'Four Minutes' takes home top kudo

SHANGHAI — The Shanghai International Film Festival (June 17-25) ended less with a bang than a whimper on Sunday night.

Despite the presence of a host of international and domestic stars many of them on the jury the awards ceremony topped off what has been a week of ups and downs for mainland China’s only international film event.

In the end, German film “Four Minutes,” directed by Chris Kraus, took home the biggest prize of the night, the Jin Jue Best Film award. Best Actor went to Olivier Gourmet for his performance in French film “Burnt Out” and Best Actress went to Els Dotterman for her turn in Belgian picture “Love Belongs to Everyone”.

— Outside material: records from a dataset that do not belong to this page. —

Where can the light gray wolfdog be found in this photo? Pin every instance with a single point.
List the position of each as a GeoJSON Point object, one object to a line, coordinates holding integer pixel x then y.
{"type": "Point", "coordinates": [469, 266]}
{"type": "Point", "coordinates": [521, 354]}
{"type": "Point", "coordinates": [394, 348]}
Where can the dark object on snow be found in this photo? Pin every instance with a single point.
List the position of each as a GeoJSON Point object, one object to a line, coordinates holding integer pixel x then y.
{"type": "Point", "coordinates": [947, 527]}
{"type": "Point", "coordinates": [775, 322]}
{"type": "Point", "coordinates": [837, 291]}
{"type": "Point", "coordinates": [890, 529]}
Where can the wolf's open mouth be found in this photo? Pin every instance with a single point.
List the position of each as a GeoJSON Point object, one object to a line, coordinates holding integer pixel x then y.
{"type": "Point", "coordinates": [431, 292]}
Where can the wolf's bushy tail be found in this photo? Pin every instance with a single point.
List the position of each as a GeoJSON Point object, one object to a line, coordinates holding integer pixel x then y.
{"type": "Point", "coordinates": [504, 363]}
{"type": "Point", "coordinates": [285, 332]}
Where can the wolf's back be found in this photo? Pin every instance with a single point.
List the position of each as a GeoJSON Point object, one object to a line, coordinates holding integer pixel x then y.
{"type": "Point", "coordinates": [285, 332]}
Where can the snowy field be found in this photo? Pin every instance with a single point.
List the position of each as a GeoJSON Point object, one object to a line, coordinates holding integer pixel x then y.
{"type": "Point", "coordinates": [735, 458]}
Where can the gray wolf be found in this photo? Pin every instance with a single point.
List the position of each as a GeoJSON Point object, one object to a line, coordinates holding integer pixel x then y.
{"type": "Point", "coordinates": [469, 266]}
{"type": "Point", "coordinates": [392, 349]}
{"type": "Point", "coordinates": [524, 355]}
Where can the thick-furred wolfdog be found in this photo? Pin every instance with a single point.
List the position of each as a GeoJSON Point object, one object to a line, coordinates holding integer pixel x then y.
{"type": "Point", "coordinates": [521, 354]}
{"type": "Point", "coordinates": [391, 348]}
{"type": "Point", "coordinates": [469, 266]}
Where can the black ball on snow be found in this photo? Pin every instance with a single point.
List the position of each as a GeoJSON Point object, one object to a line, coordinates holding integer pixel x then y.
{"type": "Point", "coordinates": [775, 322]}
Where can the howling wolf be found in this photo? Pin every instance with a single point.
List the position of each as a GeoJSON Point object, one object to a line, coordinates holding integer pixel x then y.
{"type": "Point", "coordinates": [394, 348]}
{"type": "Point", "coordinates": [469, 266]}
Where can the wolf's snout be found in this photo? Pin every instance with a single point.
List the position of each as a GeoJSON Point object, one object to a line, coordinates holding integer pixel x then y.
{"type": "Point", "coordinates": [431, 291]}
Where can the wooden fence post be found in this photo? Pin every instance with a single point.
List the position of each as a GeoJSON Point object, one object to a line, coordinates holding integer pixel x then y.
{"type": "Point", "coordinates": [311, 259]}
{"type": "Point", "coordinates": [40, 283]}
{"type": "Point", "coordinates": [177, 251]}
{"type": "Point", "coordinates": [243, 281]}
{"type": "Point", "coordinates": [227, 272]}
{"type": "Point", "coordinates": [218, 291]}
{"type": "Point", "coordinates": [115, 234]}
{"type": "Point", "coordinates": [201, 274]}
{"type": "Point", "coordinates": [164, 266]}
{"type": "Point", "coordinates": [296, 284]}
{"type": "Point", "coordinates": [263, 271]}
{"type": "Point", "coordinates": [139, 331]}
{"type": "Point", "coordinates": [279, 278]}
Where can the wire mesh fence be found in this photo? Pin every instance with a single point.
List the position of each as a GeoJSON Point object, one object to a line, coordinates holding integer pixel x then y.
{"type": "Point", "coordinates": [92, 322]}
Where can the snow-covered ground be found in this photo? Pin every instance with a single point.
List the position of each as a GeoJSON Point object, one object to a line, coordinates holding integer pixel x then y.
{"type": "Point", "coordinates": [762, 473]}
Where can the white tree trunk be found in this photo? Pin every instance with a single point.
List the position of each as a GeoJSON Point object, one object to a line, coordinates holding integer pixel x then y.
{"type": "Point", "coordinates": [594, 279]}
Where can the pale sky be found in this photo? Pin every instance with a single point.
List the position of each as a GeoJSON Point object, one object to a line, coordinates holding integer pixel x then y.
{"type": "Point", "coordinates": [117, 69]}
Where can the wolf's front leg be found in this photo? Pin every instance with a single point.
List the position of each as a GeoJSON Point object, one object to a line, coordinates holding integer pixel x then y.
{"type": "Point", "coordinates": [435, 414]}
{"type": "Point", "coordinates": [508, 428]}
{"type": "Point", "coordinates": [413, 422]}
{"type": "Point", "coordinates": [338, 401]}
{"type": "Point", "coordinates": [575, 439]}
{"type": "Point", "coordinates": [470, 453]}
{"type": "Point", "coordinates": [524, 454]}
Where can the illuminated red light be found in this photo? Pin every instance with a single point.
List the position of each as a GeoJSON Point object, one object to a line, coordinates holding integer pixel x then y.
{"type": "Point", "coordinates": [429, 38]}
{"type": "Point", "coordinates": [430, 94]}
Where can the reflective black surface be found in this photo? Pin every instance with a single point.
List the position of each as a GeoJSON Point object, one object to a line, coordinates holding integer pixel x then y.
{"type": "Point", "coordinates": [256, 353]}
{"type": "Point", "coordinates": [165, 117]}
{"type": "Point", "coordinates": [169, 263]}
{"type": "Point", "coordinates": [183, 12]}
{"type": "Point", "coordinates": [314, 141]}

“Burnt Out” and “Love Belongs to Everyone” also took home, respectively, the Best Director and Best Screenplay gongs. Chinese film “The Forest Ranger” got the Jury Grand Prix. In competition were 17 films chosen this year from a total of 764 applications.

Helmer Chris Kraus was effusive in his acceptance speech, expressing surprise at winning the award in such great competition. Embarrassingly though, he was the only award winner at the event, the rest of the prizes being collected by increasingly humble “representatives” who traipsed on stage and said a quick thanks before dashing off.

For an event that aims to be international, Chinese-English translation — performed by the hosts of the show — was also poor and very slow. In a particularly awkward moment, the opening remarks of a Spanish jury member (in Spanish) completely baffled the hosts who asked a Chinese member of the jury if she knew what he had meant. She clearly didn’t.

With global stars including Catherine Deneuve (who also picked up a Lifetime Achievement Award), Luc Besson (chairman of the jury) and Ed Norton in the audience, alongside some of China’s biggest film names (amongst them helmers Feng Xiaogang and Chen Kaige, and multihyphenate Xu Jinglei), hopes for this year’s event were high.

Norton, who presented the Best Actress award, perhaps best summed up the disappointment. Asked whether he had enjoyed working in China recently — he has been shooting “The Painted Veil” — he replied, “Making a film is much more fun than this.” His comments were not translated into Chinese.